Peter Jones pjones at redhat.com
Fri Jan 20 19:06:12 UTC 2006


On Fri, 2006-01-20 at 12:11 -0500, Jeff Spaleta wrote:

> If only there was a way a sane way to track hardware coverage being
> actively tested in-house and then later on in the public test2 phase.
> A little more transparency as to the variety of hardware thats
> participating in the testing phases might headoff some of the more
> knee-jerk complaints.

Problem is, in many cases we really can't say what we're testing in
house.  While you may have a Dual-Core Xeon with an i945 chipset, and I
may have a Dual-Core Xeon with an i945 chipset, and they may be *very*
similar hardware, mine is almost certainly a pre-production machine
covered by NDA, and I can't tell you about it.  This is basically the
case for 2/3 of the machines I've done the dmraid installer work on, and
the same is true of other developers and many other features.

That's not something that lends itself to transparency, and I don't
suspect it'll get better in any way.

> But there really isn't a sane way to track all
> the hardware variations even if we got system data back from testers
> in an automated fashion.. organizing it or mining it would be a pain.

We actually did this hardware tracking in RHN[0], and it's one of the
worst things we lost when RHN stopped supporting Fedora.  But yes,
organizing this kind of data is extraordinarily painful, and mining the
data isn't really any better.

Even with all the hardware data, we need more than that -- we need to
know essentially all of the info in anaconda.ks.cfg, as well as the full
packageset (think NVREA) selected.
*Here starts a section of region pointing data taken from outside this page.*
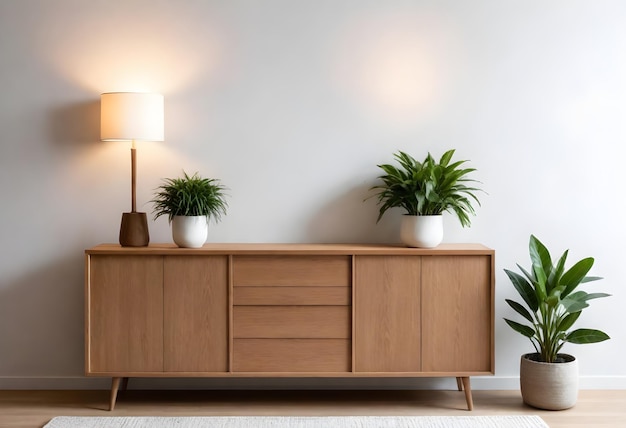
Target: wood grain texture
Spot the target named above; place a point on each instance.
(125, 320)
(195, 313)
(291, 249)
(291, 355)
(301, 296)
(387, 314)
(289, 270)
(330, 322)
(457, 314)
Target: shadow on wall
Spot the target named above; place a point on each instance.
(349, 218)
(41, 321)
(71, 126)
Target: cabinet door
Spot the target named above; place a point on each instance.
(125, 314)
(196, 313)
(387, 314)
(457, 314)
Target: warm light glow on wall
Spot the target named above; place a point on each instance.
(136, 57)
(395, 67)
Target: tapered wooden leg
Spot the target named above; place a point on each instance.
(115, 385)
(468, 393)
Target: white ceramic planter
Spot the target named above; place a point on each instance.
(424, 231)
(550, 386)
(190, 231)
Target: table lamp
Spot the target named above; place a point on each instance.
(132, 116)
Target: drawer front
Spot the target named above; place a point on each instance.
(329, 271)
(291, 355)
(302, 296)
(329, 322)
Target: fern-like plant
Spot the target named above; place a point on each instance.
(428, 187)
(190, 196)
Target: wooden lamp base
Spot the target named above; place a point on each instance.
(134, 230)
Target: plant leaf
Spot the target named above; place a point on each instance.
(520, 328)
(585, 335)
(524, 289)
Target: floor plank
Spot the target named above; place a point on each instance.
(603, 409)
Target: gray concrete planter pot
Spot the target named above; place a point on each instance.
(551, 386)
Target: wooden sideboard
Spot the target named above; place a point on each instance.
(289, 310)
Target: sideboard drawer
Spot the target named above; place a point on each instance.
(329, 322)
(333, 271)
(291, 355)
(299, 296)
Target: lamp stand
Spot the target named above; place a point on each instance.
(134, 227)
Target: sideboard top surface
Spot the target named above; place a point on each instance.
(291, 249)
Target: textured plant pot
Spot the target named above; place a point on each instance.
(550, 386)
(423, 231)
(190, 231)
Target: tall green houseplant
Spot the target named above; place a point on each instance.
(551, 302)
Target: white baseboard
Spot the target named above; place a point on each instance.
(478, 383)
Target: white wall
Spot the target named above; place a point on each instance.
(292, 104)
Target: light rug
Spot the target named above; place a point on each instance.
(300, 422)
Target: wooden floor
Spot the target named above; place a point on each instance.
(35, 408)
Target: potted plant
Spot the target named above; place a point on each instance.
(551, 304)
(425, 190)
(189, 203)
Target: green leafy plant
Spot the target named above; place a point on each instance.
(552, 303)
(428, 187)
(190, 196)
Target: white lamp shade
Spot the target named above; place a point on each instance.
(127, 116)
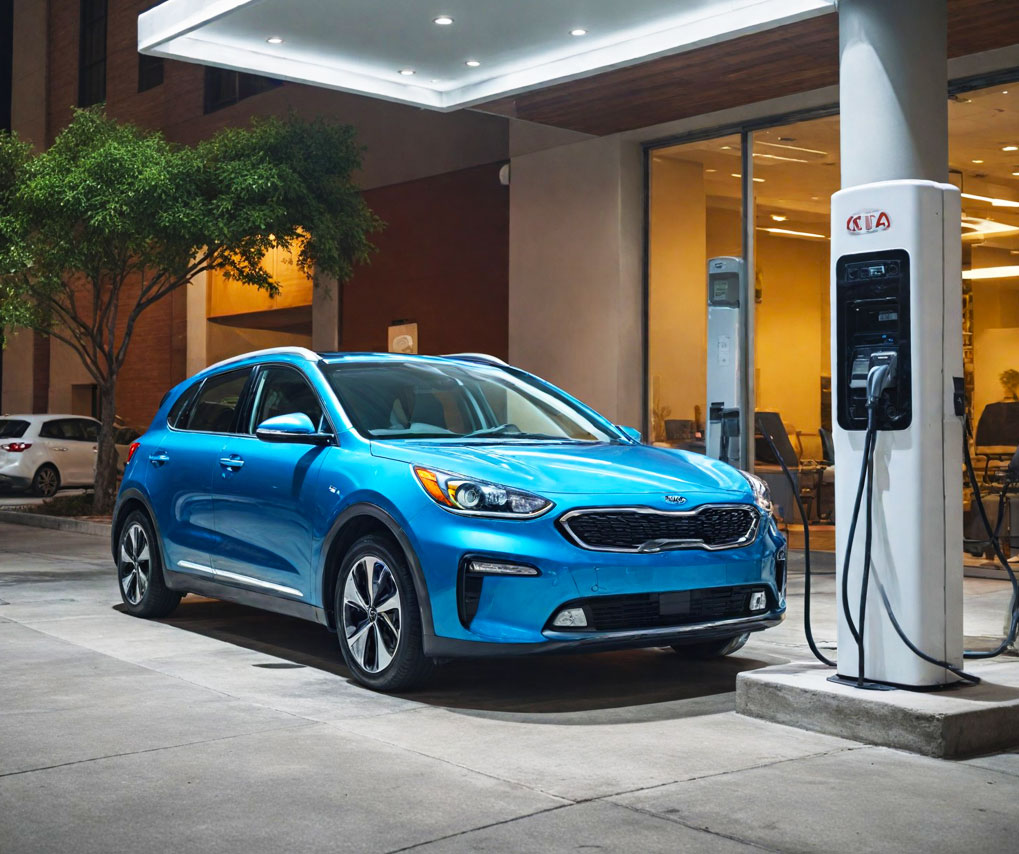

Even with a really good data model,
this explodes to be very large, quite quickly.  And guess what?  In
nearly all test cases that aren't fresh installs, we're going to find
out that there's some package google doesn't know about on the box.
Sometimes that package will matter, sometimes it won't.

Even having all that won't help for cases like Reg's video card problems
-- the problem there is almost certainly DDC failing.  If the hardware
probe fails, we're going to have missing (or worse) data in the list of
tested hardware.  And you really can't distinguish between a monitor
that isn't giving us DDC vs one that's just not plugged in.

[0] See the bit about using the data up2date/rhn_register send us in
aggregate?  We were big fans of telling certain hardware vendors real
numbers about how many RH customers really were using their hardware in
Linux.  Sadly, it didn't seem to have much effect.